Of course, most of the choices would only impact stories that have a tactical element in their storytelling (so, military space operas and stories that have fighting in space in general and not just ships as a means to go from place A to B.
- normal Warp-Travel like Star Trek that has infinite start- and endpoints.
- Hyperlanes, that always go from point A to B in a controlled network that is "geographically" together. You can't take direct routes, you must follow the lanes. And if the lanes go through 4 Solar Systems to get through to your goal, you must go through those 4 Systems, you can't just directly fly to your target system. That makes Chokepoints and Defense-in-depth possible for storytelling purposes.
- Jump-Gate, artificial constructs that bend the universe between point A and B. If the Gate is destroyed, the system would be "lost". I did a Novel with that in mind, some years ago. There was already an ancient network of gates but if you "lost" one of the gates, you had to fly there sub-light (So normally a 10- to 50-year journey) and construct a new one if it was the only gate in that system.
- Jump-drives that don't work inner-system, so that you have to fly sub-light for weeks in the system before you were at the targeted Planet. (like Battletech)
- Chaotic natural Wormholes that don't conform to the natural layout of the Galaxy.
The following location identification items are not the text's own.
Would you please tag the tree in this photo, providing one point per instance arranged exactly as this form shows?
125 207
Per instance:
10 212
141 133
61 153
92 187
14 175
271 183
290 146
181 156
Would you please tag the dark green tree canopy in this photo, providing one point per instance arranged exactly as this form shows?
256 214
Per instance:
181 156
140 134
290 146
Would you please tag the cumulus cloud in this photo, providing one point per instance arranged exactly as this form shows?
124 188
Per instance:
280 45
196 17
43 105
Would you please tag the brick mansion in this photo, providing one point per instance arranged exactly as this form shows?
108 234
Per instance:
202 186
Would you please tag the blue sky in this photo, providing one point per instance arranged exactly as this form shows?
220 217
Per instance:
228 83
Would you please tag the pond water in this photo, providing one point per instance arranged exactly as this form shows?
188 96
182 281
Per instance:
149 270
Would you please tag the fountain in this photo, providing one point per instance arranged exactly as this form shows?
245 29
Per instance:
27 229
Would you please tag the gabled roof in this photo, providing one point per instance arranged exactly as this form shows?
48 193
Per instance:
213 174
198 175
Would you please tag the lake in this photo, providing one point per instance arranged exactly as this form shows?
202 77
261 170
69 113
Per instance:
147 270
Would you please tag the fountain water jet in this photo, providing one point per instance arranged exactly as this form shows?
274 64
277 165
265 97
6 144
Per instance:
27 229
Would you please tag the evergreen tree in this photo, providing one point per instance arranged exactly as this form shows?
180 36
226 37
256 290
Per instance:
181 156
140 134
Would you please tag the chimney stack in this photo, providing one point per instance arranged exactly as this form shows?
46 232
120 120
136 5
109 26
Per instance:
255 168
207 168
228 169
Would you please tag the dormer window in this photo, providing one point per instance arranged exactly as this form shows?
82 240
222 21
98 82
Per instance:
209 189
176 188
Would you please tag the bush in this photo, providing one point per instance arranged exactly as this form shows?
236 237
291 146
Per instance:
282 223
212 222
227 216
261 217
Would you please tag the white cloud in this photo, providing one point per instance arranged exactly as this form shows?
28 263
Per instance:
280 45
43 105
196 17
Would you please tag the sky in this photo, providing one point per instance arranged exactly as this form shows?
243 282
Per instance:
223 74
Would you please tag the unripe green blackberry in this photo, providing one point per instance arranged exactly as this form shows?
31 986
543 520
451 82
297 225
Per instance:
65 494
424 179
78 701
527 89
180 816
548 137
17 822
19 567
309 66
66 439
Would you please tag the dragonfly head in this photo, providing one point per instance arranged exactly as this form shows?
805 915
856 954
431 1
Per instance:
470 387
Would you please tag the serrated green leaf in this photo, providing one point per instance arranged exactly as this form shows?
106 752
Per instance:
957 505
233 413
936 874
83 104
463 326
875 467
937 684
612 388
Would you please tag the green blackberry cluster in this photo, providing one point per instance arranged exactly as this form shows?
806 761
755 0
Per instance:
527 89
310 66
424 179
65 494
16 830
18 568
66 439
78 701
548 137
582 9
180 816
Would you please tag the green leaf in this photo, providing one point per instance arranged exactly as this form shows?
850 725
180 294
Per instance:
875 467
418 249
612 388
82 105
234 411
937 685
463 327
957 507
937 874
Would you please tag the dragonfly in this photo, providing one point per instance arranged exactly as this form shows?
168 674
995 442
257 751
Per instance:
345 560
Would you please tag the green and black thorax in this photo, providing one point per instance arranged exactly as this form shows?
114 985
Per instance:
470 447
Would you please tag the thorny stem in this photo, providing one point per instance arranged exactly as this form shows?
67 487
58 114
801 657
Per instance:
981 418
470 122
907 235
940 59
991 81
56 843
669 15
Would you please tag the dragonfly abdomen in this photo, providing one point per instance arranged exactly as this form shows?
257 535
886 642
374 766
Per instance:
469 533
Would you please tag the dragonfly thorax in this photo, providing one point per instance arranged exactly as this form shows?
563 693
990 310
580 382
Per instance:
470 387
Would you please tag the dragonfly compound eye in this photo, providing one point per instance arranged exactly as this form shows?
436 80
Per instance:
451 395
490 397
Wormholes that don't connect neighboring Solar Systems, it is completely random. That means that not distance between stars would determine the layout of the empire, but the connection of the Wormholes. Finding new wormholes could undermine political stability of the galaxy because a new wormhole could connect two powerful empires that previously were too far away from another (meaning, too many jumps through other third-party Solar System wormholes).